= Ron Gillyard =

Ron Gillyard is a record executive with nearly 20 years experience in the entertainment industry. He is a Grammy Award winner.

==Start in music==
Gillyard started in the music business as an intern at Columbia Records. He has been employed by Clive Davis, Chief Creative Officer of Sony Music Entertainment Worldwide; Jimmy Iovine, chairman of Interscope-Geffen-A&M; Irving Azoff, chairman of Live Nation Entertainment; and Sean "Diddy" Combs, owner of Bad Boy Entertainment Worldwide (which includes the Sean John clothing line).

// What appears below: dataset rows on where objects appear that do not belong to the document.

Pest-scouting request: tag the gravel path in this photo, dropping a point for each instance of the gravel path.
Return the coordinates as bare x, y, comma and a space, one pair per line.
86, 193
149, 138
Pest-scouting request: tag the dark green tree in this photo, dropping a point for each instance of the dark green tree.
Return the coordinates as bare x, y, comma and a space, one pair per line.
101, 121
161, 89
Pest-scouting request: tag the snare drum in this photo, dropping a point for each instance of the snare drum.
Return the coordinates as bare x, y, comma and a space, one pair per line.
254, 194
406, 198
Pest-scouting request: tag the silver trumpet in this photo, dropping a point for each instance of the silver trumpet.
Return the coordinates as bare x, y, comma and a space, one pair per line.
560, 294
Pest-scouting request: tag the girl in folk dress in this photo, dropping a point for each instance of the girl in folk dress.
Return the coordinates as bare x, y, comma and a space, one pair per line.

Some artists with whom he has worked include Stevie Wonder, Boyz II Men, Luther Vandross, BeBe & CeCe Winans, Alicia Keys, India.Arie, Mary J. Blige, Sean Diddy Combs, Will Smith, 50 Cent and Eminem. In 2011 Gillyard was awarded his first Grammy award for his work as producer of Bebe & Cece Winans’ album "Still" (Best Contemporary R&B Gospel Album).

==Career==
Gillyard serves as the Chief Growth Officer of Quantasy, an award-winning full-service digital media agency specializing in social media, where is also Partner. Quantasy delivers premium interactive and social content for clients in the tech, automotive, entertainment, not-for-profit and financial sectors. Named by Inc. Magazine as one of America’s fastest growing private companies in 2019, Quantasy serves its clients by positioning them to embrace and utilize emerging digital, social, and communication tools to build and enhance their brands.

==Theater life==
Most recently, Gillyard has had the pleasure of producing the musical, BORN FOR THIS, created by his former client, Bebe Winans, and playwright Charles Randolph-Wright. BORN FOR THIS has run in Washington, DC, Atlanta, GA, Los Angeles, CA, and Boston, MA. Gillyard produced the runs in LA and Boston and has positioned the show for a run on Broadway.

==Personal life==
Born and raised in Miami, Florida, Gillyard graduated from Howard University with a degree in Finance. He is married with three children and resides in Los Angeles.